For over thirty years, the Hawaiian bobtail squid Euprymna scolopes has served as a model to understand the influences of beneficial bacteria on animal development and elucidate the molecular mechanisms of specificity during the establishment and maintenance of environmentally transmitted symbioses. The host has two symbiotic organs: the light organ (LO), which harbors a monoculture of bioluminescent Vibrio fischeri used for camouflage; and the accessory nidamental gland (ANG), a reproductive organ containing a bacterial consortium made up primarily of members of the Alphaproteobacteria and Verrucomicrobia that are thought to be used for egg defense. Our recent findings suggest that the LO and ANG originated by different evolutionary mechanisms yet how the host systemically regulates these associations is poorly understood. The bobtail squid offers a model system where one can study the mechanisms that govern both binary and consortial symbioses in the same host.

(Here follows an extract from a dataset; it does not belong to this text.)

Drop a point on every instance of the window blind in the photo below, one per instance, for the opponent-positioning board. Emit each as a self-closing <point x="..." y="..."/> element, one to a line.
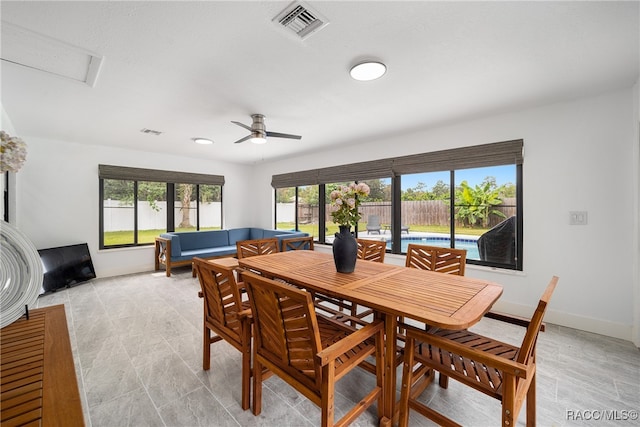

Although numerous tools have been developed for the symbiont V. fischeri, there have been significant challenges associated with building effective tools for its host. For example, studying individual host cell responses during different developmental stages have been limited. Gene expression studies have typically been conducted on whole organs that contain many different cell types. By developing nanomagnetic tools to study direct interactions between the symbionts and host cells, we will likely better resolve the molecular conversations that occur between the partners and uncover evolutionary conserved mechanisms by which aquatic hosts and environmentally transmitted bacteria form associations. The development of novel tools for the genetic manipulation and capture of targeted host cells coupled with the short developmental cycle and ease of maintaining the animals in the lab will hasten insights into the genetic basis of phenotypes in aquatic symbioses.

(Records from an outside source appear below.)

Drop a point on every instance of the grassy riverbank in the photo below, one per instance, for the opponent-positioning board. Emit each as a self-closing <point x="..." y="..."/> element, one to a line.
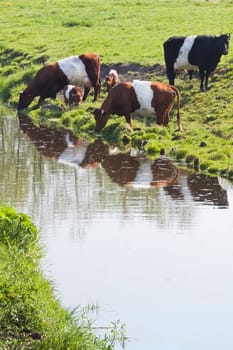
<point x="30" y="316"/>
<point x="128" y="32"/>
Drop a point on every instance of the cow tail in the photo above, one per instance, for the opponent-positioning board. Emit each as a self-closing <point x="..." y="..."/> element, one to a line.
<point x="177" y="92"/>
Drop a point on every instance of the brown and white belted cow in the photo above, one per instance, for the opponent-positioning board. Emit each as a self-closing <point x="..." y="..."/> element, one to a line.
<point x="83" y="70"/>
<point x="72" y="95"/>
<point x="145" y="98"/>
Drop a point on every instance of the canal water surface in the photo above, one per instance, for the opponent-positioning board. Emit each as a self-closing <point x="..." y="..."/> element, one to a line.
<point x="151" y="245"/>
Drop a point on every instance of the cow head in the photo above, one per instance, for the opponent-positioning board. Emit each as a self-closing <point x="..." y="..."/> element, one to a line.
<point x="111" y="79"/>
<point x="25" y="98"/>
<point x="225" y="38"/>
<point x="101" y="118"/>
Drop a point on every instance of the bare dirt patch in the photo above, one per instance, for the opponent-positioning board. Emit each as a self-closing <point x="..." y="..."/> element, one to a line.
<point x="130" y="71"/>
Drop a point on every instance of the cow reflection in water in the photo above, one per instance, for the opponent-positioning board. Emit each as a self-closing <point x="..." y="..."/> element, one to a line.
<point x="124" y="169"/>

The goals for this project are to: 1) enable the capture of several key cell types within the host symbiotic tissues using magnetic nanoparticle technology; 2) conduct targeted mRNA, protein and metabolomic analyses on the captured cell populations to identify potential heterogeneity of host responses; 3) develop transgenic host hemocytes to manipulate immune responses in the system and 4) develop magnetofluorescent nanoparticles for in vitro and in vivo regulation of receptors on epithelial cells associated with the host symbioses. These technological advances coupled with the recently sequenced genome of the host animal will provide a critical foundation to explore the genetic architecture and toolkits animals need to form symbioses with microbes.